Thank you !
One specific aspect of VVM is that if the code has a memory alias
the hardware will process the loop correctly if the alias is real
or if the alias is fake (fake runniing faster than real). So the
same source code works both ways, the HW adjusting to the
performance it can achieve obeying all the rules.
This means the compiler does not have to perform alias analysis to
the nth degree; and codes like::
for( unsigned i = k; i < MAX; i++ )
y[i] = y[i-5]*a + y[i-7]*b + y[i-j];
vectorize, but run based on the actual memory address aliasing.
>
> I do not have enough experience with CPU design to fully envision
> the potential pitfalls etc of such a design, so I would not know how
> to approach it - hence my explicit vector register file
> >> (The last point does not have much to do with your question).
> >>
> >> The first point aims to solve the problem that x86 is in right now,
> >> namely gradually evolving and incompatible SIMD ISA:s with wider and
> >> wider registers. Pretty much every modern ISA tries to avoid that
> >> situation (e.g. see ARM SVE, RISC-V V and ForwardCom).
> >
> > This is the curse of SIMD--also addressed (without adding state) in
> > My 66000 through the Virtual Vector Method. Each implementation
> > can decide for itself how wide to make the various paths.
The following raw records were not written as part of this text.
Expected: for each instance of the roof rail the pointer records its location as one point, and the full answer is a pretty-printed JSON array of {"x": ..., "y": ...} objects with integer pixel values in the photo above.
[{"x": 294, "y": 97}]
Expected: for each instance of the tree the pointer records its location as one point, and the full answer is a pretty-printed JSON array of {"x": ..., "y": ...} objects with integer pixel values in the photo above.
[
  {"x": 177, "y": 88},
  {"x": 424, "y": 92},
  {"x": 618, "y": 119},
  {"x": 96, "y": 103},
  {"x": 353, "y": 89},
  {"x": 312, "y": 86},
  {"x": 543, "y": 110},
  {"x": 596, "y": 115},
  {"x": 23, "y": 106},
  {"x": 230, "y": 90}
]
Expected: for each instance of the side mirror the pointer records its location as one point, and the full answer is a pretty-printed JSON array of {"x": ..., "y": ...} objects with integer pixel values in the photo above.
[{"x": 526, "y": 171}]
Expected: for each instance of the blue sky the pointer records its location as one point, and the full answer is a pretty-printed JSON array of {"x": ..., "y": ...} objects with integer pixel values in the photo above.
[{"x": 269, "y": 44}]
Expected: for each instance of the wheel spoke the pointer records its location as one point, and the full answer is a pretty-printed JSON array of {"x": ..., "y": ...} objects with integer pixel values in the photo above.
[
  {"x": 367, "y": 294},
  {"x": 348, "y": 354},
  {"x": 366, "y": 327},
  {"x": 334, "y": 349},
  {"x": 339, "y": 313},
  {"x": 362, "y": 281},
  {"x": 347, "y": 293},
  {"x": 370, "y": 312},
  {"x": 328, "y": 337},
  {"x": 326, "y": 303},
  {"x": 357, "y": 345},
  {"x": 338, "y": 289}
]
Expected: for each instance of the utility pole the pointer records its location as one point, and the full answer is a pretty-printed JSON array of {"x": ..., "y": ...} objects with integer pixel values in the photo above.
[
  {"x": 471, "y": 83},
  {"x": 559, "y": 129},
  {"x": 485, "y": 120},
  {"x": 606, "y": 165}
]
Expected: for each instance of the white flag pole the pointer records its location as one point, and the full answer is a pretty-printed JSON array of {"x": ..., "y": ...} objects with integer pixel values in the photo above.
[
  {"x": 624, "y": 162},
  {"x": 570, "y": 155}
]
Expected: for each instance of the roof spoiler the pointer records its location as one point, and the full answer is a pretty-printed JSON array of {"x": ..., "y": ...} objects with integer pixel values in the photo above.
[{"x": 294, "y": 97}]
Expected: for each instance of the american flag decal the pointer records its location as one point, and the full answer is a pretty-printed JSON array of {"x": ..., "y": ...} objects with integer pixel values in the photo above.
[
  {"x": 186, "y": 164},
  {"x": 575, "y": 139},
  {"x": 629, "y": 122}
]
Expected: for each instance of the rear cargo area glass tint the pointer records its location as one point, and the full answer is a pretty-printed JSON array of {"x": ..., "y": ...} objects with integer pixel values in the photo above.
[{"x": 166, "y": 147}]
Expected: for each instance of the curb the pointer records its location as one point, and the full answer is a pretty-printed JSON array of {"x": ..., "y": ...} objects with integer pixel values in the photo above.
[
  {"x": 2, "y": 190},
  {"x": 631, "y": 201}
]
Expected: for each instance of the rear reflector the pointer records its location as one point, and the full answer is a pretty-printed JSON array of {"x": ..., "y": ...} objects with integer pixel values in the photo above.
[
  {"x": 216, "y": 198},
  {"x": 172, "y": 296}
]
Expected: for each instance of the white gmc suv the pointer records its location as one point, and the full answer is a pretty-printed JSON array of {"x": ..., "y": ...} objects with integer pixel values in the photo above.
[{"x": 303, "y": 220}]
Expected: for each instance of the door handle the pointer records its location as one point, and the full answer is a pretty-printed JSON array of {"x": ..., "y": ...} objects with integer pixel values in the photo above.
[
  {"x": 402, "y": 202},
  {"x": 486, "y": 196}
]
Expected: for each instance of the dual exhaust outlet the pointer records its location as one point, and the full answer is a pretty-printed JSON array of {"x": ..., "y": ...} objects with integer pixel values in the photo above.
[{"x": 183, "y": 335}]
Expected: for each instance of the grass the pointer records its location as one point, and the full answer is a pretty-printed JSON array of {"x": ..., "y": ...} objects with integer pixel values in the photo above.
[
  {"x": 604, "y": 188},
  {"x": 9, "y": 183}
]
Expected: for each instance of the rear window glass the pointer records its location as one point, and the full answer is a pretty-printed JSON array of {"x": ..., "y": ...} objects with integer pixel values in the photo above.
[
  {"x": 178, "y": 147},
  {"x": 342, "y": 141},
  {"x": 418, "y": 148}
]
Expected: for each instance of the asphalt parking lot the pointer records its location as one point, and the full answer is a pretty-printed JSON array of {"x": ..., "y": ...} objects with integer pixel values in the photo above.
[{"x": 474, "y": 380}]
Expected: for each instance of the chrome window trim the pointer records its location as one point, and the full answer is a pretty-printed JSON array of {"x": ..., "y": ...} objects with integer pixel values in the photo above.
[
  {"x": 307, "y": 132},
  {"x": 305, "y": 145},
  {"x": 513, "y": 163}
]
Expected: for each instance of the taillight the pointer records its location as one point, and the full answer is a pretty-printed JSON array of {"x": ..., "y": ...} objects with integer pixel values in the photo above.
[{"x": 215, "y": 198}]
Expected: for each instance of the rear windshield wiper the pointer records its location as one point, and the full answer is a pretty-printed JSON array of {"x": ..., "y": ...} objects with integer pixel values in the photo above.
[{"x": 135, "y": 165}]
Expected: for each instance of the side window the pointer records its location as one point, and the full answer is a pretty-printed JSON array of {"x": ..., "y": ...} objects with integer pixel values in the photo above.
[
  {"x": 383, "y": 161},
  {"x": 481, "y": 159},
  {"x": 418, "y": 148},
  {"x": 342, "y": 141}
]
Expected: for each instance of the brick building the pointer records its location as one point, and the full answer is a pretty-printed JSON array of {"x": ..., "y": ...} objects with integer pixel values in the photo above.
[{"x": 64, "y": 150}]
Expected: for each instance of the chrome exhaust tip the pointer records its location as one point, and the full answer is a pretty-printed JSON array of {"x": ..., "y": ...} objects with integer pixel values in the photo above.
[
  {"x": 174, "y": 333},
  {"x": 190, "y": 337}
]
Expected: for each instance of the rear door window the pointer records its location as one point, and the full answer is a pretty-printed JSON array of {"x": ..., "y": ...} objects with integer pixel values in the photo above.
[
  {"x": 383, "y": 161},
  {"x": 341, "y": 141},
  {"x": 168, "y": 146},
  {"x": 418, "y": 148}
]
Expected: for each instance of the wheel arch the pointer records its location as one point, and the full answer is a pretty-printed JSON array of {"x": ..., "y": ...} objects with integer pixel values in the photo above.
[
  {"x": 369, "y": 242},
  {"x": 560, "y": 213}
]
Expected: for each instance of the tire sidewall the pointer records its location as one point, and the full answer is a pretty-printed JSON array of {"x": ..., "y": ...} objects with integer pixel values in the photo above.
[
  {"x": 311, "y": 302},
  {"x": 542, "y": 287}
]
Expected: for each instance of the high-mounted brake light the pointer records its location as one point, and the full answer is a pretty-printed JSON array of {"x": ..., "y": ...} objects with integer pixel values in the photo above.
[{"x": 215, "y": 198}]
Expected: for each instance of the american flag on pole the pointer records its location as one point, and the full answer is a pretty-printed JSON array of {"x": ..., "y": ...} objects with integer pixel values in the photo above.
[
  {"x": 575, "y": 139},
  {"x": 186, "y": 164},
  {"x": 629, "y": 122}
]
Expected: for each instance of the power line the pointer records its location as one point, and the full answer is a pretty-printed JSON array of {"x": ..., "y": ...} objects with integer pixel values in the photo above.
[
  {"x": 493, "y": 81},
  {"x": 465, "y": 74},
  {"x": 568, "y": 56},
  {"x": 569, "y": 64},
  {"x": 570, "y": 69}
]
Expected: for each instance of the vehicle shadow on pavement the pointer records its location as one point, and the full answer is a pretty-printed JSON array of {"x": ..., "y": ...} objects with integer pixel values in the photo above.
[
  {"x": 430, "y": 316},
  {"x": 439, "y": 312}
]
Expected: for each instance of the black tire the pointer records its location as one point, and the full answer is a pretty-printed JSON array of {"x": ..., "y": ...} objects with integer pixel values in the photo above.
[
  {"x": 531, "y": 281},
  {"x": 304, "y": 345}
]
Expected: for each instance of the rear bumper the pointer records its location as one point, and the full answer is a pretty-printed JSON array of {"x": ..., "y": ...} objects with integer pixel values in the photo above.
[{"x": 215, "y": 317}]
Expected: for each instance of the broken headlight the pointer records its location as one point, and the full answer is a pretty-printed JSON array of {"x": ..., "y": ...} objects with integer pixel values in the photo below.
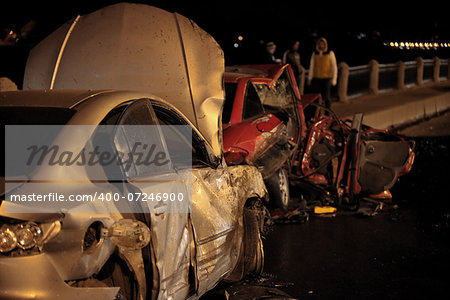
[{"x": 24, "y": 238}]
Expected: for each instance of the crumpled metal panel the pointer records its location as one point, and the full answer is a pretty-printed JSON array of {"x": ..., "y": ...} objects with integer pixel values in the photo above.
[
  {"x": 218, "y": 199},
  {"x": 141, "y": 48}
]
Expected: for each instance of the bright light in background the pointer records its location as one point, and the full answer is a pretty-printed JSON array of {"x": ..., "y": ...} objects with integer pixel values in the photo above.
[{"x": 418, "y": 45}]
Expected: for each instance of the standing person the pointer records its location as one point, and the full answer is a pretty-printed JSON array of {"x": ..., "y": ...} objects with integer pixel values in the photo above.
[
  {"x": 322, "y": 70},
  {"x": 292, "y": 57},
  {"x": 269, "y": 57}
]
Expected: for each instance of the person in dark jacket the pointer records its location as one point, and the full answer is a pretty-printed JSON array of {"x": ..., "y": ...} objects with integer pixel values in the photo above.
[
  {"x": 322, "y": 70},
  {"x": 292, "y": 57},
  {"x": 269, "y": 57}
]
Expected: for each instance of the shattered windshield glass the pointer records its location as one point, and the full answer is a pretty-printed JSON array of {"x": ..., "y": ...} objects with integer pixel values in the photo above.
[{"x": 281, "y": 102}]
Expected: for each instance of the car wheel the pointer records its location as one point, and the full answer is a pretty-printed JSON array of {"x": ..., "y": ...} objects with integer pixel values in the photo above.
[
  {"x": 115, "y": 273},
  {"x": 278, "y": 187}
]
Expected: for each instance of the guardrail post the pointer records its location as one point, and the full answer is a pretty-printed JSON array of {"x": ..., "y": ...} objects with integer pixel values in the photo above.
[
  {"x": 301, "y": 84},
  {"x": 448, "y": 68},
  {"x": 436, "y": 68},
  {"x": 419, "y": 63},
  {"x": 400, "y": 75},
  {"x": 374, "y": 69},
  {"x": 343, "y": 82}
]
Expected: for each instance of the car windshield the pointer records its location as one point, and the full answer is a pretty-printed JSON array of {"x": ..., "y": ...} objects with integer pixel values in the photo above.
[
  {"x": 230, "y": 92},
  {"x": 19, "y": 115},
  {"x": 280, "y": 100}
]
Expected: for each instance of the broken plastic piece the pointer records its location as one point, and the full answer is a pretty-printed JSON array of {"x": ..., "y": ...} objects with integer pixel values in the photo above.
[{"x": 318, "y": 210}]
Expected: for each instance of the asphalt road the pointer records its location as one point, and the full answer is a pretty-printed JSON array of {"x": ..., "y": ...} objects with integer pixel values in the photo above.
[{"x": 401, "y": 253}]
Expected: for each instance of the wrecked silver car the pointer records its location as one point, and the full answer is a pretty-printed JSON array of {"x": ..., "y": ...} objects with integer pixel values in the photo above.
[{"x": 125, "y": 249}]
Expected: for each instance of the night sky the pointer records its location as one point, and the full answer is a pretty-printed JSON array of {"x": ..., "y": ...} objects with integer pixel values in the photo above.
[{"x": 355, "y": 32}]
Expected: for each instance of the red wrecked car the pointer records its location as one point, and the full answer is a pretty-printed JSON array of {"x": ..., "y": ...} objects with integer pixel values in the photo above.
[{"x": 290, "y": 139}]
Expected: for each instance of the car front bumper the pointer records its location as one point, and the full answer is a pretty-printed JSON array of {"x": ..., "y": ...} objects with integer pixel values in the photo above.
[{"x": 36, "y": 277}]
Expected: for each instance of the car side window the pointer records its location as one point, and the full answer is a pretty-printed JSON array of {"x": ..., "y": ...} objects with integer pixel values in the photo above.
[
  {"x": 144, "y": 148},
  {"x": 252, "y": 103},
  {"x": 179, "y": 140}
]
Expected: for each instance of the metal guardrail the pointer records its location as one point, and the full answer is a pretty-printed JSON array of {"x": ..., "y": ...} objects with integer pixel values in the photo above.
[{"x": 375, "y": 78}]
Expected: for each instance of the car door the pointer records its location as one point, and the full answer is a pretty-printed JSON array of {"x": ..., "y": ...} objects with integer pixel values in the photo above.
[
  {"x": 215, "y": 212},
  {"x": 159, "y": 189},
  {"x": 256, "y": 134}
]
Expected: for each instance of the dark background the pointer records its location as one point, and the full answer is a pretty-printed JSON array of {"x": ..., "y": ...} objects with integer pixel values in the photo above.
[{"x": 356, "y": 32}]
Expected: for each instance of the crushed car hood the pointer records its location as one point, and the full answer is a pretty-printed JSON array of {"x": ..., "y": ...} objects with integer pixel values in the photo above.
[{"x": 141, "y": 48}]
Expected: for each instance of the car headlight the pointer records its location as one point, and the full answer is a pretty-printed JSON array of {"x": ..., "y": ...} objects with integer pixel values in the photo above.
[
  {"x": 24, "y": 235},
  {"x": 8, "y": 240}
]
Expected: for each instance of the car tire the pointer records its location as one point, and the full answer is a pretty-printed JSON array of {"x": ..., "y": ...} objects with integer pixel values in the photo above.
[{"x": 278, "y": 188}]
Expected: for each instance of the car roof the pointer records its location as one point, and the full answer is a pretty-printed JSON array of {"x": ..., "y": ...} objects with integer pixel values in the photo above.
[
  {"x": 45, "y": 98},
  {"x": 128, "y": 46},
  {"x": 263, "y": 73}
]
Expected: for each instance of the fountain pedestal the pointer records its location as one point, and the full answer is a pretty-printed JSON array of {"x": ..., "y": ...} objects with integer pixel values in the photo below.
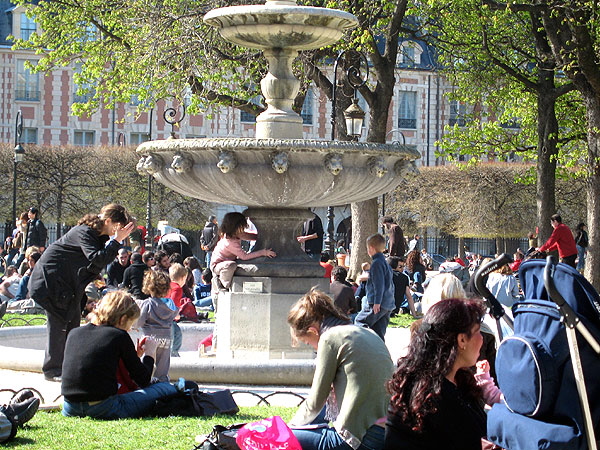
[{"x": 251, "y": 317}]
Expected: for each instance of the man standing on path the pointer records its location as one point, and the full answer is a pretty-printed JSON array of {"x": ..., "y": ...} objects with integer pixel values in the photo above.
[
  {"x": 116, "y": 269},
  {"x": 35, "y": 234},
  {"x": 209, "y": 238},
  {"x": 562, "y": 240},
  {"x": 311, "y": 239},
  {"x": 396, "y": 244}
]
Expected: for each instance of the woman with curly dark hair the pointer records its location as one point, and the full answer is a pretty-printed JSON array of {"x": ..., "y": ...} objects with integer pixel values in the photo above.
[
  {"x": 435, "y": 400},
  {"x": 59, "y": 278},
  {"x": 415, "y": 269}
]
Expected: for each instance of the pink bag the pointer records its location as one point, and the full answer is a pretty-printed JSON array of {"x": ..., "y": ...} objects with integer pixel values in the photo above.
[{"x": 271, "y": 433}]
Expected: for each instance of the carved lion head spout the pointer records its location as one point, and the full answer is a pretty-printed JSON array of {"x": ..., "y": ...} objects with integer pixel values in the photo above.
[
  {"x": 333, "y": 162},
  {"x": 406, "y": 169},
  {"x": 376, "y": 166},
  {"x": 139, "y": 167},
  {"x": 280, "y": 162},
  {"x": 227, "y": 161},
  {"x": 181, "y": 164},
  {"x": 153, "y": 164}
]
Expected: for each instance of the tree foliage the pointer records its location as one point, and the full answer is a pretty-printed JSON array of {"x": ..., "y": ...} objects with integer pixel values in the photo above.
[
  {"x": 67, "y": 182},
  {"x": 479, "y": 201}
]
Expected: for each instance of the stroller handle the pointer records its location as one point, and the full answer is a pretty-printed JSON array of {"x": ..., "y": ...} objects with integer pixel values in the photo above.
[
  {"x": 480, "y": 278},
  {"x": 570, "y": 318}
]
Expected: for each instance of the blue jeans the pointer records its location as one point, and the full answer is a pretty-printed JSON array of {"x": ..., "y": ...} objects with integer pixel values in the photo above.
[
  {"x": 22, "y": 291},
  {"x": 204, "y": 303},
  {"x": 176, "y": 339},
  {"x": 376, "y": 322},
  {"x": 581, "y": 256},
  {"x": 133, "y": 404},
  {"x": 329, "y": 439}
]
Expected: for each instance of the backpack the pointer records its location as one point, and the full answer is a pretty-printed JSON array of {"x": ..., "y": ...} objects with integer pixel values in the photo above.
[
  {"x": 187, "y": 311},
  {"x": 541, "y": 407},
  {"x": 195, "y": 403},
  {"x": 8, "y": 428}
]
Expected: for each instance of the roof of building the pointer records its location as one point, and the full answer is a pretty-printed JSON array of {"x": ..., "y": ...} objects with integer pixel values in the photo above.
[{"x": 6, "y": 18}]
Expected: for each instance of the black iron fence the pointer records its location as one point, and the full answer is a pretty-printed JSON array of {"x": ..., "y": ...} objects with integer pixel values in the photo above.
[{"x": 442, "y": 245}]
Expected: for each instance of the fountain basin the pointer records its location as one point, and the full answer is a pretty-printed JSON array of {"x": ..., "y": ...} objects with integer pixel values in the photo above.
[
  {"x": 290, "y": 173},
  {"x": 281, "y": 25}
]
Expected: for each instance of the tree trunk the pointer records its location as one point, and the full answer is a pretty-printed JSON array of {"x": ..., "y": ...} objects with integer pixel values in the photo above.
[
  {"x": 364, "y": 224},
  {"x": 546, "y": 162},
  {"x": 59, "y": 202},
  {"x": 592, "y": 265}
]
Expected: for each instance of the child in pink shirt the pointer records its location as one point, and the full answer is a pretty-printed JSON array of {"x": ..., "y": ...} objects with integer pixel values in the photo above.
[{"x": 229, "y": 248}]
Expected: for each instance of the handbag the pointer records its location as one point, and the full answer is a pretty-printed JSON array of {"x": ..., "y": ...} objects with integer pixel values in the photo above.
[
  {"x": 271, "y": 433},
  {"x": 221, "y": 438}
]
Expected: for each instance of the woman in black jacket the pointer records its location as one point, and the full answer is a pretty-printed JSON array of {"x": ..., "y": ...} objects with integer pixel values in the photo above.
[
  {"x": 59, "y": 278},
  {"x": 436, "y": 402}
]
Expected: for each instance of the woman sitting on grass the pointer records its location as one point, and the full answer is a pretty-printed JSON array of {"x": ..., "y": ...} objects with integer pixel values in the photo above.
[
  {"x": 352, "y": 368},
  {"x": 436, "y": 402},
  {"x": 92, "y": 354}
]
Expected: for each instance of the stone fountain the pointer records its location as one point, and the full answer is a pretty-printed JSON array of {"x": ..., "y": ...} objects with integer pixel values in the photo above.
[{"x": 277, "y": 175}]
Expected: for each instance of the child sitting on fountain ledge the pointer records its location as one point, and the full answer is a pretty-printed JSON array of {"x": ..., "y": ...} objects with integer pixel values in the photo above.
[{"x": 229, "y": 249}]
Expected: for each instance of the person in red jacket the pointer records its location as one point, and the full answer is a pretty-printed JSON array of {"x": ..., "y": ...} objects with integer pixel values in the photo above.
[{"x": 562, "y": 240}]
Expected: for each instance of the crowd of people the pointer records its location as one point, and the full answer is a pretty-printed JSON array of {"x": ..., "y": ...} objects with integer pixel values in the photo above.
[{"x": 433, "y": 398}]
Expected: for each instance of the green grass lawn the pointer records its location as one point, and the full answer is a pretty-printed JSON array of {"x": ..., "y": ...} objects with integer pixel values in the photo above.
[
  {"x": 401, "y": 321},
  {"x": 49, "y": 430},
  {"x": 19, "y": 320},
  {"x": 16, "y": 320}
]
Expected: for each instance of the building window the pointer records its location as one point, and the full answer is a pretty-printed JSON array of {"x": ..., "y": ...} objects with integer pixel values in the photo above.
[
  {"x": 28, "y": 26},
  {"x": 137, "y": 138},
  {"x": 29, "y": 136},
  {"x": 28, "y": 84},
  {"x": 307, "y": 108},
  {"x": 408, "y": 54},
  {"x": 458, "y": 110},
  {"x": 83, "y": 137},
  {"x": 407, "y": 110},
  {"x": 84, "y": 91}
]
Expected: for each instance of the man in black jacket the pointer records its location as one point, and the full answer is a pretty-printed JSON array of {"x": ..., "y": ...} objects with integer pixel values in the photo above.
[
  {"x": 342, "y": 293},
  {"x": 209, "y": 238},
  {"x": 36, "y": 231},
  {"x": 116, "y": 269},
  {"x": 133, "y": 279}
]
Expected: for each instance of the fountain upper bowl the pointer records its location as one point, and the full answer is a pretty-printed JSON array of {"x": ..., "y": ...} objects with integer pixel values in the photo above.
[{"x": 281, "y": 25}]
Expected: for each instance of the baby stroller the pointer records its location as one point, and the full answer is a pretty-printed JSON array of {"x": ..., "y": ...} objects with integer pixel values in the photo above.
[{"x": 548, "y": 370}]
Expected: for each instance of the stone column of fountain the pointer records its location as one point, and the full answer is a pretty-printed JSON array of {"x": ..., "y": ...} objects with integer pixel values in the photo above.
[{"x": 278, "y": 175}]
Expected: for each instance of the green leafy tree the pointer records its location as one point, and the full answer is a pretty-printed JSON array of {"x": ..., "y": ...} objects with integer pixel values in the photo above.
[
  {"x": 156, "y": 49},
  {"x": 522, "y": 104},
  {"x": 573, "y": 31}
]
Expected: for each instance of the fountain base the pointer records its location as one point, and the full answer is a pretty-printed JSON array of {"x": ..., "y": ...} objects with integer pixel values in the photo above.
[{"x": 252, "y": 318}]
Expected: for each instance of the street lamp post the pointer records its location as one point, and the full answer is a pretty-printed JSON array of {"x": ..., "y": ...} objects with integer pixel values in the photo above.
[
  {"x": 149, "y": 233},
  {"x": 354, "y": 117},
  {"x": 395, "y": 130},
  {"x": 18, "y": 157}
]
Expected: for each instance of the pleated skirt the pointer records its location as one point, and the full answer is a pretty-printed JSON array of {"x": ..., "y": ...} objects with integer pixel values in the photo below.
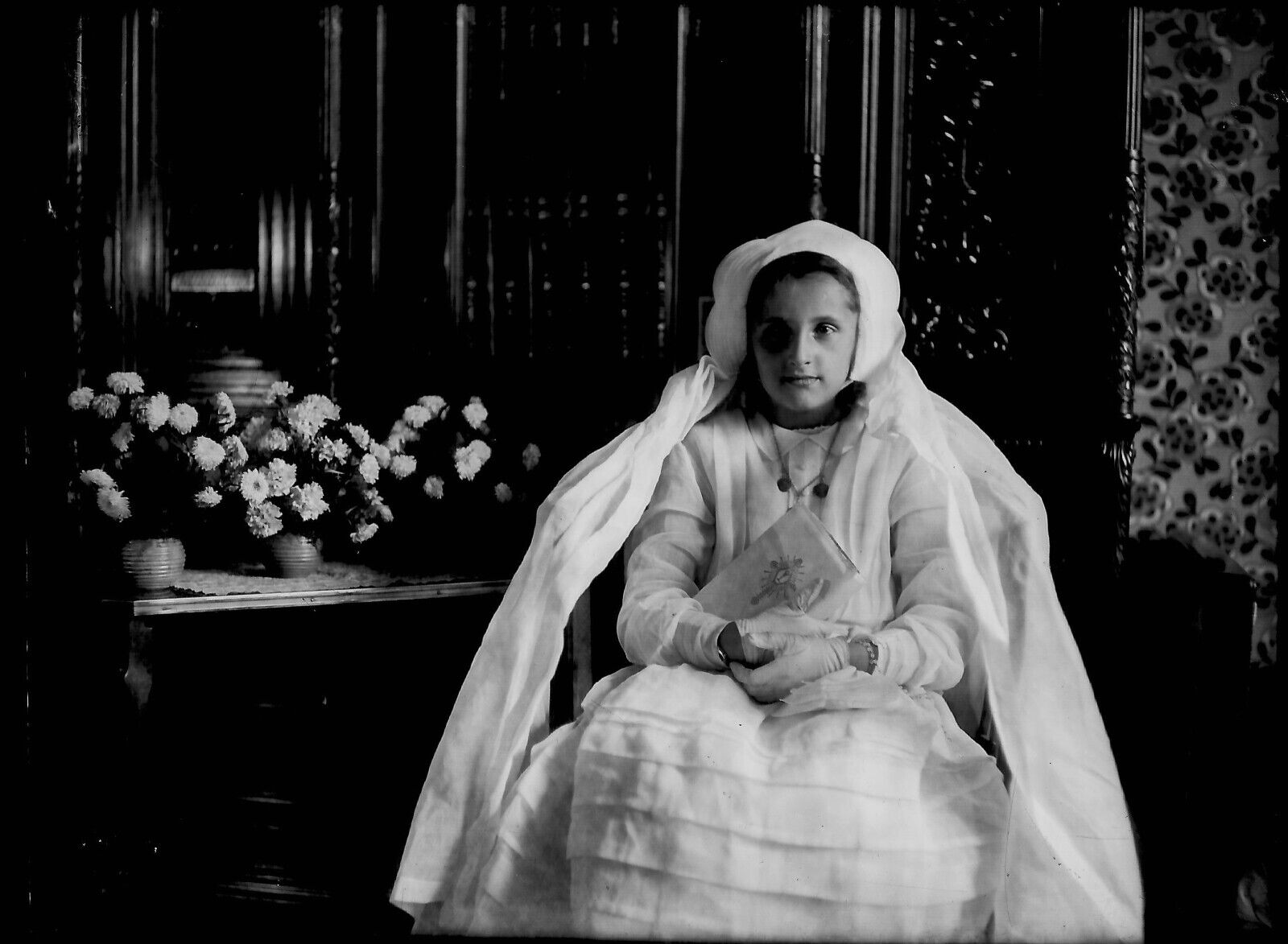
[{"x": 678, "y": 808}]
> Exactly. I think that this is very important.
> >>
> >> The second point is kind of a natural byproduct of the first point,
> >> but it also makes it easier to scale the ISA to different hardware
> >> implementations if it does not make any assumptions about how the
> >> vector elements are processed.
> >
> > Exactly why no VRF is desirable.
> In my ISA the vector length (i.e. the number of vector elements to
> process by each instruction) is controlled by the software. There is
> an upper limit to the vector length that is dictated by the hardware
> implementation (i.e. the size of each vector register), but this can
> (and usually must) be queried by the software. The extra overhead for
> this is usually one instruction before the loop (query the max vector
> length) and one instruction inside the loop (a min instruction to
> decide the vector length for each iteration).
Yes this is the path CRAY and NEC went down (I believe RISC-V is going
down this route also) and this was a big advance in 1975 ! where 1 FP
multiplier, 1 memory port, 1 FP adder,... could be assembled into a several
calculations per cycle for long duration's in time.
>
> Thus I think that the extra visible state that the VRF introduces does
> not limit hardware implementations to freely select the actual vector
> width.
No, but the VRF is as big as the FP function units, and has significant
cost at context switch time. CRAY 1 (et. al.) had 4KBytes of VRF.
>
> Regarding VVM, there are a couple of things that I'm curious about.
>
> First, it seems to me that it is designed to vectorize loops where
> the loop count is known before entering the loop (which, I'm sure,
> is the most important use case for vectorization).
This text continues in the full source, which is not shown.